Indeed, Quinn will insist on relegation clauses being included in all new player contracts. His approach is one management experts believe could benefit other clubs.
Ruth Spellman, chief executive of the Chartered Management Institute, maintained: “Leaders are easy targets when times are tough – they are, after all, the face of an organisation. But with leadership comes the responsibility of steadying the ship if times become uncomfortable for the club.
“It means making tough decisions and although they are easy to criticise, there is a clear rationale behind Niall Quinn’s idea. The point is that to organisations, no matter what sector they are in, must focus on strategic business needs; that means identifying whose skills are critical and who will be beneficial in the long-term.
“What really matters is identifying the skills that will see an organisation through change and then building these competencies.”
Newcastle have had to make around 120 people redundant in the wake of relegation, while Sunderland underwent a similar restructuring following their drop back into the Football League at the end of the 2002-03 season.
Quinn had brought an end to his playing career earlier in that campaign as his injuries took their toll, and he could only look on as people he had got to know during his time on Wearside lost their jobs.
“We had it planned for quite a while that relegation would be put more on the players than the staff here.
“It wouldn’t have been a knee-jerk reaction to do that.
“The players’ salaries would have been trimmed, not the staff and we had a survival plan in place.
“I remember what happened when so many members of staff lost their jobs here and that was the cruellest thing of all, seeing so many of the non-football staff pack their bags and have to go.
“That hurt the very epicentre of the club.

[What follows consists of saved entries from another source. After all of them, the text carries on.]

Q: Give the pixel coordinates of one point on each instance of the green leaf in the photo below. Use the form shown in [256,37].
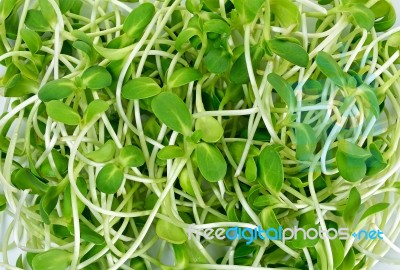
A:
[263,201]
[6,7]
[374,209]
[337,252]
[286,13]
[306,141]
[385,15]
[362,16]
[60,112]
[248,10]
[140,88]
[330,68]
[138,20]
[183,76]
[96,77]
[3,202]
[57,89]
[350,160]
[270,170]
[312,87]
[217,26]
[19,86]
[138,263]
[268,218]
[53,259]
[352,207]
[94,109]
[239,73]
[349,261]
[289,51]
[217,60]
[172,111]
[36,21]
[350,168]
[109,179]
[48,12]
[211,162]
[25,179]
[185,36]
[375,163]
[31,39]
[60,162]
[170,152]
[210,128]
[283,89]
[194,6]
[170,232]
[244,250]
[251,170]
[186,184]
[302,241]
[49,202]
[104,153]
[131,156]
[66,5]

You don’t feel so sorry for the player who has to go and drive his Ferrari out of the gates.
“We were determined we would have that plan in place.”

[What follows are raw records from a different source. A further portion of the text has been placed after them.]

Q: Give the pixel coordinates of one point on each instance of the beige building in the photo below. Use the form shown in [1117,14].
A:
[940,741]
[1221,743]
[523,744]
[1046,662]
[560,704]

Quinn and manager Steve Bruce, who will get down to work in earnest next week, are currently identifying transfer targets, and any player they sign will be asked to take a drop in pay should the worst happen.
Quinn said: “For new players now, we would insist. That would tell you what their intentions are across the table, too.
“I’m not trying to put them in a weakened position, but there should be some consideration given to, ‘Yes, I’m going to give you all this money, but if you fail, next year I can’t’.
“It’s as simple as that, and even if it cost us a signing, I would stick with that, definitely.
“In the modern world at a club like ours, yes. A top-four club needn’t have it, Man City maybe needn’t have it, but because of where we are in our journey, we have to be smart.”
Quinn revealed when he unveiled Bruce earlier this month that he and owner Ellis Short were hoping for a more comfortable campaign this time around and an end to the annual fight for survival.
But he remains realistic about the club’s ambitions.
He said: “If we could kick that on and have a comfortable year in the Premier League – and by that I mean understanding from a very early stage that we weren’t going to get relegated – you would then see what this club was capable of.
“Are we going to get full houses every week, do we need to kick on? That has to be the aim and it’s a reasonable aim. It’s not a stupid aim.
“There’s no point talking about finishing in the top four at the moment. It’s nonsense. It’s just so, so hard to talk like that.”